Good point

Bridget Johnson in the WSJ, writing about “vicious campaigning”, makes a fine point about voter apathy:

American culture tends to find politics about as exciting as going to a hot dance club with Alan Greenspan. As citizens in Afghanistan are tripping over each other just to register to vote, Americans might register if the booth is conveniently located between the ice-cold Bud and T-shirts at a Limp Bizkit concert. And when it comes to actually marching those feet down to a polling station, in marches couch-potato apathy. Secretaries of state anticipate this, sending out sample ballots and other materials to whet one’s electoral appetite, all screaming “ELECTION DAY IS NOVEMBER 2–DON’T FORGET!” Meanwhile, election day is burned into the mind of the average guy on a Kabul street.

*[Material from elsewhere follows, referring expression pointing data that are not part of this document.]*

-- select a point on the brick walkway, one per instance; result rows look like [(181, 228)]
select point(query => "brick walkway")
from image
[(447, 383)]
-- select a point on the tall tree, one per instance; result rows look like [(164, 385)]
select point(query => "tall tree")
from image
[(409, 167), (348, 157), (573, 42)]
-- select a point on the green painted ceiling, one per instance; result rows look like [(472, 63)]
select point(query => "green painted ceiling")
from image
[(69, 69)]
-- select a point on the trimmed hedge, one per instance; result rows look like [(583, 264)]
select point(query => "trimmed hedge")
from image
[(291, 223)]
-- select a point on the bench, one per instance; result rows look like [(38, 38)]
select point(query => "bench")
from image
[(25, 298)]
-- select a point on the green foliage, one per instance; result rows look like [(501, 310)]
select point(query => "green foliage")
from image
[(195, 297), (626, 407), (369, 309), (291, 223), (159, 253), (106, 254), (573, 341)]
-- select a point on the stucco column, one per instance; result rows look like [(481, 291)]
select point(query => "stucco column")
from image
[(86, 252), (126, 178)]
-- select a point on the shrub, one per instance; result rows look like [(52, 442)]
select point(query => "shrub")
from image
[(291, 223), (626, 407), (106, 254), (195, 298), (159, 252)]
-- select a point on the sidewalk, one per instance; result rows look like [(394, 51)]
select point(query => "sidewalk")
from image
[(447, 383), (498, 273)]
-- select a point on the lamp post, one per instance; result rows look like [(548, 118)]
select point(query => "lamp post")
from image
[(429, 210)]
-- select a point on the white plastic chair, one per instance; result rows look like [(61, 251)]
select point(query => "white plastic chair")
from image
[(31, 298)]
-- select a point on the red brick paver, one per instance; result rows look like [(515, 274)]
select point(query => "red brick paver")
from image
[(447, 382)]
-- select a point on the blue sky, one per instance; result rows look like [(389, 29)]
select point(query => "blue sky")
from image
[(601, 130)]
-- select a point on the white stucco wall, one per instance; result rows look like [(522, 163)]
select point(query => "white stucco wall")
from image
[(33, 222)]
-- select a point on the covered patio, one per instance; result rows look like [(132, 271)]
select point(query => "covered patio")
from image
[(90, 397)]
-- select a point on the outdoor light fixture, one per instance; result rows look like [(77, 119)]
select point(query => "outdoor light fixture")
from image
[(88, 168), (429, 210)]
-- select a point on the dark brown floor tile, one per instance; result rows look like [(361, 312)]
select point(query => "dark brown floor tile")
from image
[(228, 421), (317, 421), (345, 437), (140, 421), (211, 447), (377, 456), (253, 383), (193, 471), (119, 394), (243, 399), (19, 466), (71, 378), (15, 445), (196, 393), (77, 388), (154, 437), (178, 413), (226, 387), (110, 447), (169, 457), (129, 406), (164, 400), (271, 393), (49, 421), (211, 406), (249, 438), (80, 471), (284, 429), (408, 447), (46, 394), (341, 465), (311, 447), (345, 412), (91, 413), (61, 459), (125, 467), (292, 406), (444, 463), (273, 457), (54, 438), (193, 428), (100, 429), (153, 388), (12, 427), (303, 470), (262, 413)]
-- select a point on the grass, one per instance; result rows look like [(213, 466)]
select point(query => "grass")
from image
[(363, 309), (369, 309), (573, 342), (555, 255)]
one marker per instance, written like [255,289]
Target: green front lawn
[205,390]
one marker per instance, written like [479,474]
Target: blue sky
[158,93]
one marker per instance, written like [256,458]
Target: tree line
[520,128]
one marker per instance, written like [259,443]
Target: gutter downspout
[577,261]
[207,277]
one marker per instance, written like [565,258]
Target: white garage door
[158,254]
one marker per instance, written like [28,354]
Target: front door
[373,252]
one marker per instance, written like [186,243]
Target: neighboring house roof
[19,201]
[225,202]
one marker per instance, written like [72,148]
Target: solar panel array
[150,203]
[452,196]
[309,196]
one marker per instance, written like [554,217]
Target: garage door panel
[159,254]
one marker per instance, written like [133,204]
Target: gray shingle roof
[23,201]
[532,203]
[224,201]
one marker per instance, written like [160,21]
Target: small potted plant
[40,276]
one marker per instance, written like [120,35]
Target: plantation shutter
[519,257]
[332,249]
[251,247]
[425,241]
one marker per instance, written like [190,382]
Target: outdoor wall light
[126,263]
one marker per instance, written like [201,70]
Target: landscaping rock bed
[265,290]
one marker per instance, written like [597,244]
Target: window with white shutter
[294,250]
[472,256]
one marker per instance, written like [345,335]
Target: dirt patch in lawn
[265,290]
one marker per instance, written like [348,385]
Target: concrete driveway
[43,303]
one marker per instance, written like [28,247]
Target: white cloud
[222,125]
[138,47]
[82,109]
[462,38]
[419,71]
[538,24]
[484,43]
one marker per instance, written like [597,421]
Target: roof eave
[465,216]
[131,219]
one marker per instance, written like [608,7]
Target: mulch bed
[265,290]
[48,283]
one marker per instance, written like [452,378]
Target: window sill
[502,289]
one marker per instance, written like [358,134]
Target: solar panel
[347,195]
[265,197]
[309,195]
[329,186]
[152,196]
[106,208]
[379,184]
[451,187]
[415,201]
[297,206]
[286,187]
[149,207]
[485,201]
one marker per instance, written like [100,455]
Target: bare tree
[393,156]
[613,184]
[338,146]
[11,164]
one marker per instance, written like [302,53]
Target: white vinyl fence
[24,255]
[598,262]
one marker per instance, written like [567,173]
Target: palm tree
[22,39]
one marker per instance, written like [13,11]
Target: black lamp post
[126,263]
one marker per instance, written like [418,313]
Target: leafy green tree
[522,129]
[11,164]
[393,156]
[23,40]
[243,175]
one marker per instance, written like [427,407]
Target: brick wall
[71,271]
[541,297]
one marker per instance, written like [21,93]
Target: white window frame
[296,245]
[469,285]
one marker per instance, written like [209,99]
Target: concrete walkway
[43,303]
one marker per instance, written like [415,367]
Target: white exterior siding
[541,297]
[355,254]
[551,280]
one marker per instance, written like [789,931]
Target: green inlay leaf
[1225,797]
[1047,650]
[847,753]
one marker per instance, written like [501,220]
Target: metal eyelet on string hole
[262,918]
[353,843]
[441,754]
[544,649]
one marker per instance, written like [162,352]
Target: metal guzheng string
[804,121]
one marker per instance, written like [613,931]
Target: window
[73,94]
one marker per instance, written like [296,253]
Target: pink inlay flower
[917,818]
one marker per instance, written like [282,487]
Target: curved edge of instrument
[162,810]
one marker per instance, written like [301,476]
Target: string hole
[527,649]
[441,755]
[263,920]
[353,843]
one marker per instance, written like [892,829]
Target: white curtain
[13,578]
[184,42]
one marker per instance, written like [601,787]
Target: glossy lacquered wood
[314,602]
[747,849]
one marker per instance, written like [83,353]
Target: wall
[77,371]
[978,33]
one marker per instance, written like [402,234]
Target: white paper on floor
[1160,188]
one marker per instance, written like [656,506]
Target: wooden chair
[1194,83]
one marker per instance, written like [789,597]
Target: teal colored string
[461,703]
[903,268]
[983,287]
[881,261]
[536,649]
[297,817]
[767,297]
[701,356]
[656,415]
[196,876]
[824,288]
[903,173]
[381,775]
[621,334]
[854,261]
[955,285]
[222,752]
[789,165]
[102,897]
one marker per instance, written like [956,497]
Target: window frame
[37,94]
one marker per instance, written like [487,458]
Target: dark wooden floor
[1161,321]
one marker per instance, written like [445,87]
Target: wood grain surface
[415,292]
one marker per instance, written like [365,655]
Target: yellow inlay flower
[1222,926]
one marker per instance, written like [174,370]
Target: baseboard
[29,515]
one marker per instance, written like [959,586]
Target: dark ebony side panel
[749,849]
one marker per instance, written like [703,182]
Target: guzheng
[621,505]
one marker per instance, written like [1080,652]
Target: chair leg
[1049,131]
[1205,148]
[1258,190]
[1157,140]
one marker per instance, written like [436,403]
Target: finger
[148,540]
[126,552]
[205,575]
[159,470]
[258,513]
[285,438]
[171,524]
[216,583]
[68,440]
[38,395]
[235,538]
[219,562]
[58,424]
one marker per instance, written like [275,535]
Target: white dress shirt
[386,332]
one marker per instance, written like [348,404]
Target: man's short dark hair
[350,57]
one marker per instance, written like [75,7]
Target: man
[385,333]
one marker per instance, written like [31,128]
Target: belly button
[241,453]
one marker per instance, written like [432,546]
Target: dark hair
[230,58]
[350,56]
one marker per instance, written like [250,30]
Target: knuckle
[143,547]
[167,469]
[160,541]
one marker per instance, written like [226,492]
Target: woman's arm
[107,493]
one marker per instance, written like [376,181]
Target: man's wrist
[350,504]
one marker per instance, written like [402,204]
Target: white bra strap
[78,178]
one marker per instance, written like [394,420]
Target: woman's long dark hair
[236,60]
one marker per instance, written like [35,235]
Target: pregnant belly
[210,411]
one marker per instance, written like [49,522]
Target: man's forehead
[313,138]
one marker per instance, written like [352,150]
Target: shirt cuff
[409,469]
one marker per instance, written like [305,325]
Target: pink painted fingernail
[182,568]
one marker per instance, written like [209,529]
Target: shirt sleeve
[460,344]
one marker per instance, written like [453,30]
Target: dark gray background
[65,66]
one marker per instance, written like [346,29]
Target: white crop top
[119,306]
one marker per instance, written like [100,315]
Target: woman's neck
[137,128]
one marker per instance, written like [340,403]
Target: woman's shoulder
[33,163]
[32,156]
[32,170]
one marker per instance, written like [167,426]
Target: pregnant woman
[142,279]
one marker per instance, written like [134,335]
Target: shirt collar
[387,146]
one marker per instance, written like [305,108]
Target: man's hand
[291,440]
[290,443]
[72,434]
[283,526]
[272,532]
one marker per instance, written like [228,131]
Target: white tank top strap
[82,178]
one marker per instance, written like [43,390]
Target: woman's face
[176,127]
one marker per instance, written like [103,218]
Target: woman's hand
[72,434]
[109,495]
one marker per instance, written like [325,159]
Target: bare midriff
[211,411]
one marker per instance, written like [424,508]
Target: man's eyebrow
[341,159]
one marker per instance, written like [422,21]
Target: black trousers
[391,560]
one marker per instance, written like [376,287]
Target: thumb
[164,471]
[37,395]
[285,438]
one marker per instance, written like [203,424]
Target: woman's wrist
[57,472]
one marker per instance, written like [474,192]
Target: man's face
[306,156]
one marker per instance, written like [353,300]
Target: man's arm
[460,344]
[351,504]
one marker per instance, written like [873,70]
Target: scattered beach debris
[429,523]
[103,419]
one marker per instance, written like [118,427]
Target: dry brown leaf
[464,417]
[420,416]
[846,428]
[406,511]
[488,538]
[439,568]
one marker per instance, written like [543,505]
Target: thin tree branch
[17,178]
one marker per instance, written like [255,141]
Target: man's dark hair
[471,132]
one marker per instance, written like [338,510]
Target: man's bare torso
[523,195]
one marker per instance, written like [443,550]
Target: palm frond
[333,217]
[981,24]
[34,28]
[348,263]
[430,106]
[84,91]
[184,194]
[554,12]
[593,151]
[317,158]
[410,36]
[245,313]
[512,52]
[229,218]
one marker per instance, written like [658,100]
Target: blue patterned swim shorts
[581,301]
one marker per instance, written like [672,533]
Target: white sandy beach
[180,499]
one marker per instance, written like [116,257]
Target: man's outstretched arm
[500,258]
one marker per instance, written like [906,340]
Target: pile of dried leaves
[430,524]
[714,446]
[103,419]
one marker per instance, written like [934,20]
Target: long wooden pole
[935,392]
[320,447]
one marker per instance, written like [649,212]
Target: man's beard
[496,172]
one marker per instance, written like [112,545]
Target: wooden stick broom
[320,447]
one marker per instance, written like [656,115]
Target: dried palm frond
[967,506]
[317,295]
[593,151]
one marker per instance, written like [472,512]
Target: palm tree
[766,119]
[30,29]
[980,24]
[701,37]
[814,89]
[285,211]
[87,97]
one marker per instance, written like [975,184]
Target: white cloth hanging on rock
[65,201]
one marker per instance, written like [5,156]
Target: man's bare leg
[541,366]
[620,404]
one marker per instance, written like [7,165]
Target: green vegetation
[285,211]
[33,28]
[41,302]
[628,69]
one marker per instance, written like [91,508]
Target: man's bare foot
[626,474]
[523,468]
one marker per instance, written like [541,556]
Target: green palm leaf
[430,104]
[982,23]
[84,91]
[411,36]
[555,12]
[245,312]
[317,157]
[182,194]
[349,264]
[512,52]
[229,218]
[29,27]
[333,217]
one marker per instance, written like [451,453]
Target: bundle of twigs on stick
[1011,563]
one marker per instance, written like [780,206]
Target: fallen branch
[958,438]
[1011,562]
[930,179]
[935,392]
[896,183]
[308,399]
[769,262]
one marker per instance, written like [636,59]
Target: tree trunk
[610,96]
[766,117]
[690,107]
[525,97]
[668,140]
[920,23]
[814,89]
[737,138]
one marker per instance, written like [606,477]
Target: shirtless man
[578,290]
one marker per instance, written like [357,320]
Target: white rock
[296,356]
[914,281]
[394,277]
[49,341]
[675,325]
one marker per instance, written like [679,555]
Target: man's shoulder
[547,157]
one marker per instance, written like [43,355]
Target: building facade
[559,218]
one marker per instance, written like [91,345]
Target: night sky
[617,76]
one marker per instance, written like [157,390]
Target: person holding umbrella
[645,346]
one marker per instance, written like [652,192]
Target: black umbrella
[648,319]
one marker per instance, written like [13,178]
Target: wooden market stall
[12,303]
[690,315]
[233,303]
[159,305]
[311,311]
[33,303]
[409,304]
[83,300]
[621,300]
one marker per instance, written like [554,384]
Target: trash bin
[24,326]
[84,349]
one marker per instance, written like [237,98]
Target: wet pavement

As I read this I was thinking, gee, it really ought to be difficult to register to vote. You should have to show at least two forms of picture ID with your current address, bring notarized affadavits from at least two neighbors stating that you do indeed live where you say you do, and swear on pain of perjury that you are making a full and truthful statement.
And before you get your voter registration card, your precinct committeeman should make a personal visit to ascertain your veracity in all of the foregoing.
But shoot, we’ll make it easy for ya. Renewing your license plates? Here’s a voter registration card. Just turned 18? We’ll register you at your school. In college? No problem, we don’t care if you’re a legal resident or not, we’ll sign you up.
Pretty soon there will be voter registration forms in breakfast cereal.
Why make it easy? Voting may be a right but it is a seriously precious right. Yet we make it so trivial. Only half of us even vote, and in primaries it’s less than that.
Millions of us died so that the rest of us would have that right. It’s not fair to their memories that we are so cavalier about it.
(FWIW — sometimes I think it’s not so much vicious as viscous. Especially where The Two Johns are concerned. But I digress.)